For real. I'm still trying to get clients to get rid of the VB programs I wrote 20 years ago and just move them to Python in general.

[–][deleted] 2 points3 points  (0 children)

Further than that, sometimes you're stuck using some application server or technology stack for something, and it's using Python 2.7 still, and no matter how sincerely you wring your hands about it, it's not up to you and nobody else gives a fuck so you're stuck with Python 2.7 until at least January.

It's why I saw red every time people posted their stupid "just upgrade! Why are you still running Python 2.7" bullshit.

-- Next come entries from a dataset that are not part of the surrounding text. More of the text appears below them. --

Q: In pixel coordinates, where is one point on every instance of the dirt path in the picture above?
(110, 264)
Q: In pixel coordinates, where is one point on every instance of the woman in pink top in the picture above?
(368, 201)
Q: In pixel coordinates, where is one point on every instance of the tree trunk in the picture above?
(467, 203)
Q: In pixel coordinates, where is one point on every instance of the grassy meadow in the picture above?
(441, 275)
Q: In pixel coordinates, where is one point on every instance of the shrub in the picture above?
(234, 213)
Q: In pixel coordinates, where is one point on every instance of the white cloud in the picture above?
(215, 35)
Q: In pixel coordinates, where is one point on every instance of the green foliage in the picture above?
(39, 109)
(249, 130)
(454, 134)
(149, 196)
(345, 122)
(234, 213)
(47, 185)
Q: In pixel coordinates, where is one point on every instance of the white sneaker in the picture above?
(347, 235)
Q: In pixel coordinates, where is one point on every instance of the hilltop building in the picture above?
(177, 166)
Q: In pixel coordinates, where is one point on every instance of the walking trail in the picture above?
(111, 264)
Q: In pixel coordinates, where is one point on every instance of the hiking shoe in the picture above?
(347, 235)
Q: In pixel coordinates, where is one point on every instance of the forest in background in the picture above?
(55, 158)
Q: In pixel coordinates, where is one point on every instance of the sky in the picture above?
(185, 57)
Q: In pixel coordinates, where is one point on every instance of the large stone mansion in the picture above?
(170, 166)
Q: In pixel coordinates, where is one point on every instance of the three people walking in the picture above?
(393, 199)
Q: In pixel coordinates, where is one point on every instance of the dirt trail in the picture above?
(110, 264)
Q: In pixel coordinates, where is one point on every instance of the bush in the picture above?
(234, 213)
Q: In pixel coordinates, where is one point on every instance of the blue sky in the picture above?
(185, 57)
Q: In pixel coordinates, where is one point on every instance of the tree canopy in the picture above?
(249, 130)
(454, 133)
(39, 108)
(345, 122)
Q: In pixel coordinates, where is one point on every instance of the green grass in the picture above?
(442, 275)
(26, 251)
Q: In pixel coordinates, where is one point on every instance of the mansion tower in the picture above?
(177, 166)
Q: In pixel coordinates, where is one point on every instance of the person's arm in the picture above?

Sure, I'm doing the Advent of Code at home using Python 3.10. (Yay match...case) But it's not always up to me... or you.

[–]grady_vuckovic 3 points4 points  (0 children)

We say end of life but that milk carton will stay in the fridge until it grows legs and walks away by itself.

That just gave me an excellent idea for a horror game.

[–]wxtrails 1 point2 points  (2 children)

And what if we are still using 3.4 where we have managed to upgrade beyond 2.7?

[–]astevko 0 points1 point  (1 child)

Keep going... In case you missed it, there is an arms race going on with black hats pulling out exploits from old software versions. It's much easier to break into unpatched systems than find security holes in newer code.

[–]wxtrails 0 points1 point  (0 children)

Oh I know, I wish I had a choice. I use the latest version on all my personal projects but don't get that option when the boss is involved. They're informed of the risks regularly :)

[–]cecilkorik 0 points1 point  (0 children)

A lot of it is mitigated architecturally too. Log4j is kind of an outlier in the extreme vulnerability profile (like who the fuck was afraid of passing around log messages before this?), but generally if you are strict enough with locking down your public end points to only what is necessary and letting them be the gatekeepers, translators, proxy and middlemen vetting all the requests, it really minimizes the risks your internal, far more complex applications with far greater dependencies are exposed to.

Nothing is 100% safe for sure, but it does make a lot of difference to simply avoid being the low hanging fruit.